Australian War Memorial Senior Conservator George Bailey recently penned the following short letter about “Canberra’s first lady”.

It isn’t Rosemary Follett, Canberra’s first Chief Minister, nor is it Jennifer Morrison or Lady Lynne Cosgrove. We are talking about Canberra’s first public outdoor work of art, Sir Bertram Mackennal’s sculpture War, better known locally as Bellona, the Roman goddess of war.

Mackennal gifted Bellona to the Australian Government in 1915 as a tribute to the Australians who fought at Gallipoli. She was first displayed outside of the Federal Parliament in Melbourne in 1921. It was not a popular placement, and she was moved to Canberra in 1926 where she was the city’s first displayed piece of outdoor public art. She stood outside of the Albert Hall for many years, being the unfortunate subject of many practical jokes, including being dressed in bras and bikini tops, being painted several times, and even having her more prominent female attributes polished to a bright yellow sheen with Brasso.

In 1954, in the week prior to Queen Elizabeth II’s visit to Canberra, Bellona moved from there to the grounds of the Australian War Memorial. Over the next 27 years, she spent time outside of the Administrative Building in Parkes, and in the grounds of Government House. After lobbying from Australian War Memorial art curator Judith McKay, Bellona returned to the Memorial grounds in 1981.

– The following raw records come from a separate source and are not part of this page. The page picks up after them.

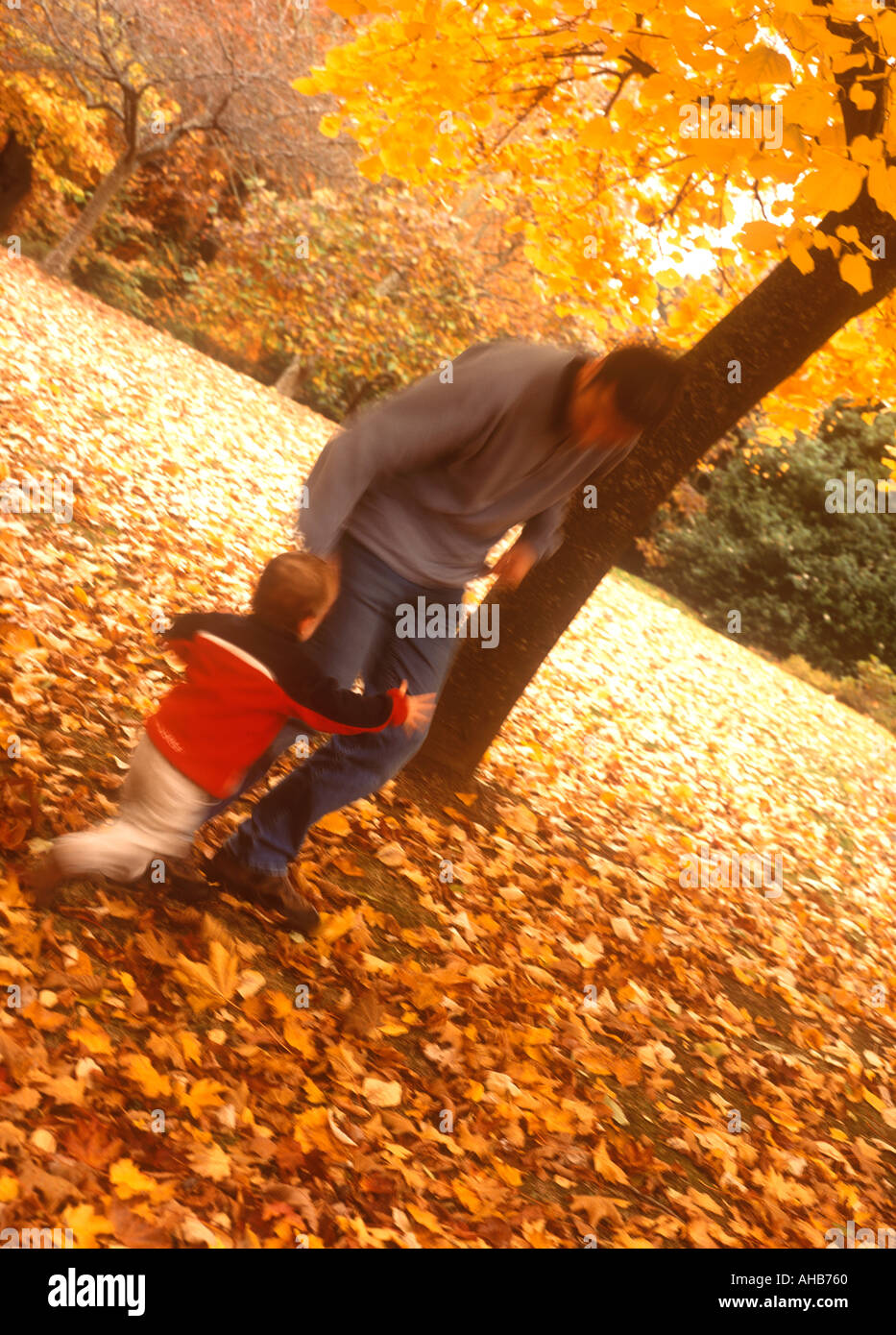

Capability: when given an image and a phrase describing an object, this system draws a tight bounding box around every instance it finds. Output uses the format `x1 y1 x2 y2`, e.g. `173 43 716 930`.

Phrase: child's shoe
207 843 321 935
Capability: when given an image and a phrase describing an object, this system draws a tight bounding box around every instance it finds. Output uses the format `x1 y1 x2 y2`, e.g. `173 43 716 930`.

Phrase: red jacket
146 612 407 797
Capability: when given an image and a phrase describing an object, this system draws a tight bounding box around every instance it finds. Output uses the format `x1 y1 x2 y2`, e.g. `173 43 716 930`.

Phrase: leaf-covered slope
0 260 896 1247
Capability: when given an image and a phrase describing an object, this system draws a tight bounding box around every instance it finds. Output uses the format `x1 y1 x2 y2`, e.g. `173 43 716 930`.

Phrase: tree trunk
411 191 896 778
42 154 137 278
0 130 32 230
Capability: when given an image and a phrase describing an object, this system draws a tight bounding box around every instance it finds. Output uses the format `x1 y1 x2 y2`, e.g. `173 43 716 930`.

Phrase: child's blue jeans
203 535 463 874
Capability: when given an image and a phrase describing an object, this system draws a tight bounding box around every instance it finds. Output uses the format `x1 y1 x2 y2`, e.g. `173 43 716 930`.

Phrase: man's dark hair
592 343 684 427
253 551 336 633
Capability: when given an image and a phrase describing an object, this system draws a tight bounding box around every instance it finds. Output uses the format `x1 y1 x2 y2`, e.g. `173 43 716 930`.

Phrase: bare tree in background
4 0 351 278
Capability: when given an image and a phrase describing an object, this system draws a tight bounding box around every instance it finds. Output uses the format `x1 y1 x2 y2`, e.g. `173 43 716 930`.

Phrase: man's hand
492 538 538 589
398 678 435 735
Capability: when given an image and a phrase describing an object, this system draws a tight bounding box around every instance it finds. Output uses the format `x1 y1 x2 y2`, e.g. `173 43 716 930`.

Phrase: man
207 339 681 931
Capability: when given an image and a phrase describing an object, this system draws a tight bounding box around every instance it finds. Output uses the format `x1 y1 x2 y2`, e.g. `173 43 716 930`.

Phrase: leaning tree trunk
42 154 137 278
0 130 34 231
411 191 896 778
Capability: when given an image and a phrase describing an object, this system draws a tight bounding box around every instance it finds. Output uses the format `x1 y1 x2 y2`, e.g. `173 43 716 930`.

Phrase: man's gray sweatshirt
298 339 634 588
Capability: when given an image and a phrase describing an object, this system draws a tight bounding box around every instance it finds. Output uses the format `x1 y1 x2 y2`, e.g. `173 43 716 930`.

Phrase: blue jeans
211 535 463 874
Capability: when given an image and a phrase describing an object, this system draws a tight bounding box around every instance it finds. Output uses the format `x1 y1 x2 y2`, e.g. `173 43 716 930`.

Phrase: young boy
30 551 435 934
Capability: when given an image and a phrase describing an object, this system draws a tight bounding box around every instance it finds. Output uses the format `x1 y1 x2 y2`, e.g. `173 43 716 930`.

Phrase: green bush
645 403 896 678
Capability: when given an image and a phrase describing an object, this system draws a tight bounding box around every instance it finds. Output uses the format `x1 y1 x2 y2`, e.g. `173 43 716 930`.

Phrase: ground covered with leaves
0 252 896 1249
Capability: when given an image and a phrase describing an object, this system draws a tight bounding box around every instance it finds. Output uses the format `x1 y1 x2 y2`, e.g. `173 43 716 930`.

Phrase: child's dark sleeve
277 660 407 733
161 612 202 662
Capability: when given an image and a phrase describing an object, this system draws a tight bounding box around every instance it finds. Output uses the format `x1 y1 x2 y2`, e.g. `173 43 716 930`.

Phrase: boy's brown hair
253 551 338 631
592 343 685 428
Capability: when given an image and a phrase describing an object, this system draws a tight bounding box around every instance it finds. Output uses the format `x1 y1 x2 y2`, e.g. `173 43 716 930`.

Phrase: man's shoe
206 843 321 935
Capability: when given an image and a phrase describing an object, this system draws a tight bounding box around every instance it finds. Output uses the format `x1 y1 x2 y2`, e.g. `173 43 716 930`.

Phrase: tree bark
42 154 137 278
0 130 32 230
411 191 896 778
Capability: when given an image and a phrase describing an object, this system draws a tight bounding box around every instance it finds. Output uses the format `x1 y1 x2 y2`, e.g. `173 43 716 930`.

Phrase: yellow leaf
178 1076 226 1120
189 1144 230 1181
494 1160 522 1187
62 1205 112 1249
68 1016 112 1056
738 42 792 85
592 1140 629 1185
122 1052 171 1099
360 1076 402 1108
317 904 358 945
283 1012 314 1057
314 812 351 835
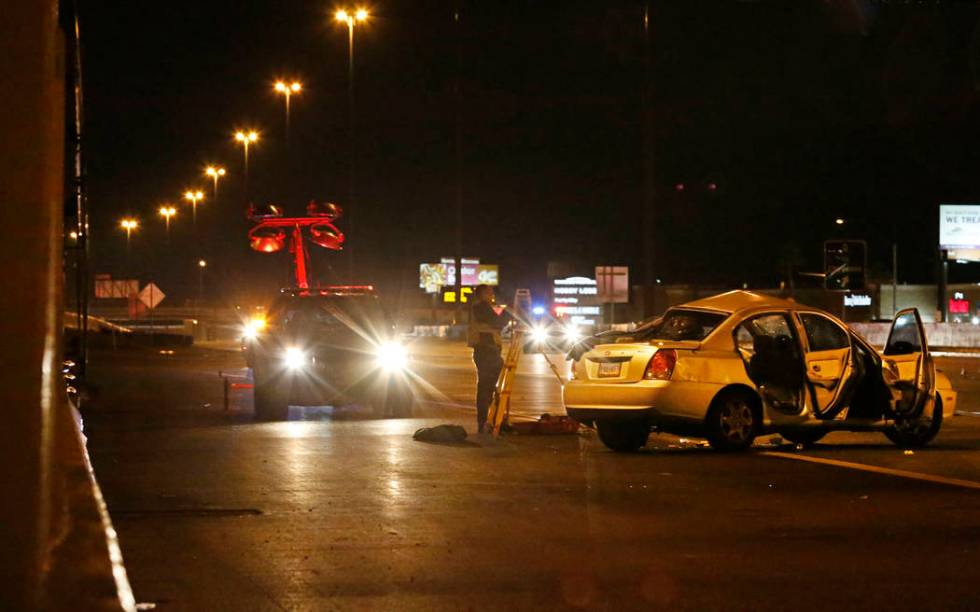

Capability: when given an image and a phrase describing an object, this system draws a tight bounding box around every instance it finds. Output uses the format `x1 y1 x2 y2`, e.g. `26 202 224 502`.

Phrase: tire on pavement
778 428 830 446
595 419 650 453
885 394 943 448
252 364 289 421
705 389 760 452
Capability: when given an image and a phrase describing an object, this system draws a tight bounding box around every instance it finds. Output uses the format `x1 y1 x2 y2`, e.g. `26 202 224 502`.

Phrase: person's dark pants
473 345 504 431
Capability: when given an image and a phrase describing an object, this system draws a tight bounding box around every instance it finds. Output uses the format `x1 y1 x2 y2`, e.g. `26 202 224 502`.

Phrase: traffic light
823 240 868 291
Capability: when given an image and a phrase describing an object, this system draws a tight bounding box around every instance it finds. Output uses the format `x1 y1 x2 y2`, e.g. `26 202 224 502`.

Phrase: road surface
85 341 980 610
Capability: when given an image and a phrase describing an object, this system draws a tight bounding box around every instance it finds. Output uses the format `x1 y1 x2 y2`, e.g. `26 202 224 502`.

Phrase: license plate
599 363 623 378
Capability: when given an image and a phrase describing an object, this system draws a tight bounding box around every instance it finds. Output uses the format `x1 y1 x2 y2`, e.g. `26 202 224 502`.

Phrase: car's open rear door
882 308 936 418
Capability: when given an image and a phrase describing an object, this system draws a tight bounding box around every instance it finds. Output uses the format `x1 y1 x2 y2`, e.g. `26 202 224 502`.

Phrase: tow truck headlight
242 317 265 340
283 346 309 370
374 342 408 372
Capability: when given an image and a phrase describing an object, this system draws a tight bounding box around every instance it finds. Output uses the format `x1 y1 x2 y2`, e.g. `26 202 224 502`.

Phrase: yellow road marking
761 451 980 490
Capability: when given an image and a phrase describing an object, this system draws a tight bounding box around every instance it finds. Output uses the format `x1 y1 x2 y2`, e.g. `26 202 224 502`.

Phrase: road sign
138 283 167 310
823 240 868 291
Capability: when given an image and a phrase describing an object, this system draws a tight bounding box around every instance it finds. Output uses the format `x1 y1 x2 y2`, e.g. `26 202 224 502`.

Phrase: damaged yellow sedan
563 291 956 452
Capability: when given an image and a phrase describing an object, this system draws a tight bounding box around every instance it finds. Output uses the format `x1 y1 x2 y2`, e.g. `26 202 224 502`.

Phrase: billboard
939 204 980 249
419 257 500 293
595 266 630 304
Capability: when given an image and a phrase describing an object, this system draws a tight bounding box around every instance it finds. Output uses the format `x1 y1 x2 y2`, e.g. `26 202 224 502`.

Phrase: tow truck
243 285 414 421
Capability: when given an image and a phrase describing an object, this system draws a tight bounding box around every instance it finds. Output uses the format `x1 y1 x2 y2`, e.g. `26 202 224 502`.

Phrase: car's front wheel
595 419 650 453
779 428 828 446
885 396 943 448
705 391 759 451
252 364 289 421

When the Memorial’s Sculpture Garden was being developed in 1993, Bellona again stood proudly outside of the Albert Hall. Unlike her earlier posting, this time she attracted little attention from pranksters; perhaps testament to a changing acceptance of public nudity.

Since 1999, Bellona has stood near the Lone Pine in the Memorial grounds. Every five years, the Memorial’s conservators give her a thorough wash, wax and polish. At 113 years old, she’s still in great condition, and she deserves nothing less.